Afterwards, I realized I've been doing this my entire life, apologizing when something nice happens to me. It as if the happiness takes me out of my comfort zone. I feel unworthy.
It actually doesn't matter. I know my parents loved me. I know I had a wonderful childhood. I grew up on a farm and lived the kind of life that children's books are written about. We had one adventure after another.
I wouldn't be writing about this today if Brendell hadn't popped in to say, Thanks a lot, you dumb twit.
Which reminds me, is that where the name twitter comes from? A twit who happens to twitter?

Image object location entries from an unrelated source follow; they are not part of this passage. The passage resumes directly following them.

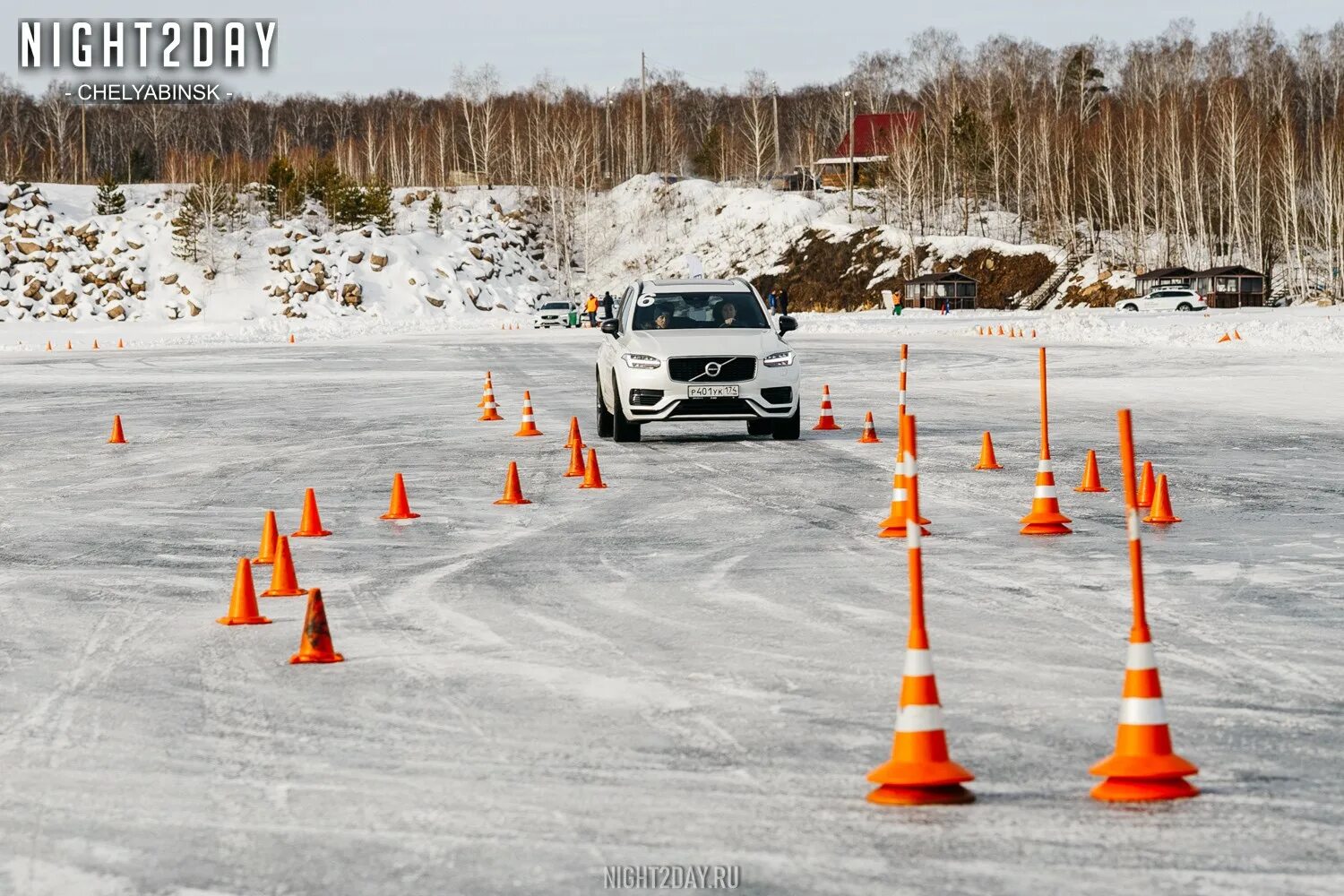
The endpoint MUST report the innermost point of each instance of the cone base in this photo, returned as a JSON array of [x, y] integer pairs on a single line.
[[298, 659], [943, 796], [244, 621], [1117, 790]]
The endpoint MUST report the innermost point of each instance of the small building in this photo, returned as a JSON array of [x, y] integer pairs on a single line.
[[1231, 287], [951, 288]]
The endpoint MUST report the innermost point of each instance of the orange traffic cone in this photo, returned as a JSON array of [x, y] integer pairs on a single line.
[[398, 508], [266, 549], [870, 435], [919, 770], [1045, 517], [1142, 766], [986, 454], [242, 605], [827, 421], [591, 474], [311, 524], [513, 487], [1147, 485], [529, 425], [575, 460], [284, 583], [314, 645], [1091, 476], [1161, 511], [489, 411]]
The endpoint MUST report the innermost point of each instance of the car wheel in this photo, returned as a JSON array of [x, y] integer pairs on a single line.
[[623, 430], [604, 417], [788, 430]]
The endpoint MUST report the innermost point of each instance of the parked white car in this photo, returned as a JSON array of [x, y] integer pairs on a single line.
[[1168, 298], [695, 349], [553, 314]]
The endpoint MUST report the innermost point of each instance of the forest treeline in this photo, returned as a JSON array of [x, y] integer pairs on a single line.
[[1172, 150]]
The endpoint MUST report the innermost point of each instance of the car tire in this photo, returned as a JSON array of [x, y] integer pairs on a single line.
[[788, 429], [623, 430], [605, 422]]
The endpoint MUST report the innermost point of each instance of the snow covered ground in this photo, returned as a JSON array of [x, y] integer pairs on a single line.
[[696, 665]]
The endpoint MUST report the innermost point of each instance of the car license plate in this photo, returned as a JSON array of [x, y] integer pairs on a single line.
[[712, 392]]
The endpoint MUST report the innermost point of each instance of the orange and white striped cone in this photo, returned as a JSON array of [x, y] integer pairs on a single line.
[[489, 411], [1142, 767], [529, 425], [827, 421], [919, 770], [1045, 517], [870, 433]]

Brendell Kisepisim Meshango graciously accepts the award, not once doubting that she deserves it. She's work hard to survive an abusive childhood and to make something of her life. She's a noble woman, a proud Metis, who believes in justice, respect, and tolerance for all peoples. She's the type of woman the rest of us secretly wish we were. Confident, courageous, funny, a loving mother, a good friend, and a great protagonist. She's got a sharp wit and equally sharp tongue. When push comes to shove, Brendell stands her ground and manages to counter with the kind of comebacks that always elude me in similar situations.
I'm writing this post to apologize to her for ever doubting that her story wouldn't capture the IPPY's attention. I didn't know my publisher was submitting my book, but when I heard, my first response should have been, Of course. Brendell is a worthy recipient.
Awards begin with you believing in yourself, your writing, and your endearing and well-rounded characters. And if that doesn't do it for you, think of it this way. If your child came home from school with a 1st place ribbon, you wouldn't respond with: "Oh, sweetie, you better take it back. Someone more deserving than you deserves it."
Okay, now on a different subject...
On aerating our lawn; if this works, I'll post new photos in a few weeks.
It's so pretty today.
Even Shasta thinks so. You can't tell, but she's got a hop in her step.